Reviewable status: all files reviewed, 15 unresolved discussions (waiting on @apolcyn, @markdroth, and @yihuazhang)
src/core/tsi/alts/handshaker/alts_handshaker_client.h, line 163 at r4 (raw file):
* - is_ok: a boolean value indicating if the handshaker response is ok to read. */ void alts_handshaker_client_handle_response_ensure_locked(
The _ensure_locked()
suffix isn't needed here. The fact that this acquires the lock is an implementation detail and shouldn't be leaked into the API.
src/core/tsi/alts/handshaker/alts_handshaker_client.cc, line 58 at r3 (raw file):
Previously, apolcyn wrote…
I think this still has some usefulness in that the
alts_handshaker_client_test
can pass a dummy object to it, which is used in thegrpc_cb
callbacks provided by the test.Without that, the
alts_handshaker_client_test
needs to go back to creating a dummyalts_tsi_handshaker
object to thealts_handshaker_client
objects it creates, just to have a valid argument in it's ALTS RPC callbacks. I'm not a huge fan of this but it seems to complement the injection of the callbacks from the tests
I am not suggesting that alts_grpc_handshaker_client_create()
should not continue to allow the caller to pass in the callback argument. What I am saying is that I don't see a reason to store that argument in this struct.
It doesn't look like this field is actually used anywhere except in alts_grpc_handshaker_client_create()
. We set this field from the parameter on line 523 and then use it on line 540 in the same function, and I don't see anywhere else that it gets used. So why bother storing it here?
Actually, same comment about the pre-existing grpc_cb
field -- it doesn't actually seem to be used anywhere outside of alts_grpc_handshaker_client_create()
. Do we actually need that field either?
Furthermore, since we're always just using these two arguments to create a closure, why not just have the caller pass in the closure in the first place? That should probably be done in a separte PR, though.
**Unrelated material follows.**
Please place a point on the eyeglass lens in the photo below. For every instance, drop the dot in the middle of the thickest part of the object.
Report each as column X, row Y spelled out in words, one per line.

src/core/tsi/alts/handshaker/alts_handshaker_client.cc, line 283 at r3 (raw file):
Previously, apolcyn wrote…
Changed to return void.
Outside of some unit tests that supply with mocked versions of
grpc_caller
,grpc_caller
is alwayscall_start_batch_and_execute
.As far as I understand,
call_start_batch_and_execute
will always returnOK
unless we are misusing the API due to an internal programming error. So I figure it's better to crash than to continue with potential memory corruption.I checked elsewhere and it looks like all other
call_start_batch_and_execute
call sites are assertingcall_error == OK
, e.g. https://github.com/grpc/grpc/blob/master/src/core/ext/filters/client_channel/lb_policy/grpclb/grpclb.cc#L857
Historically, we've not been very good about avoiding assertions in grpc code, but we should be trying to avoid them whenver possible. I think that we should handle this by returning an error, just like the code was doing before this PR.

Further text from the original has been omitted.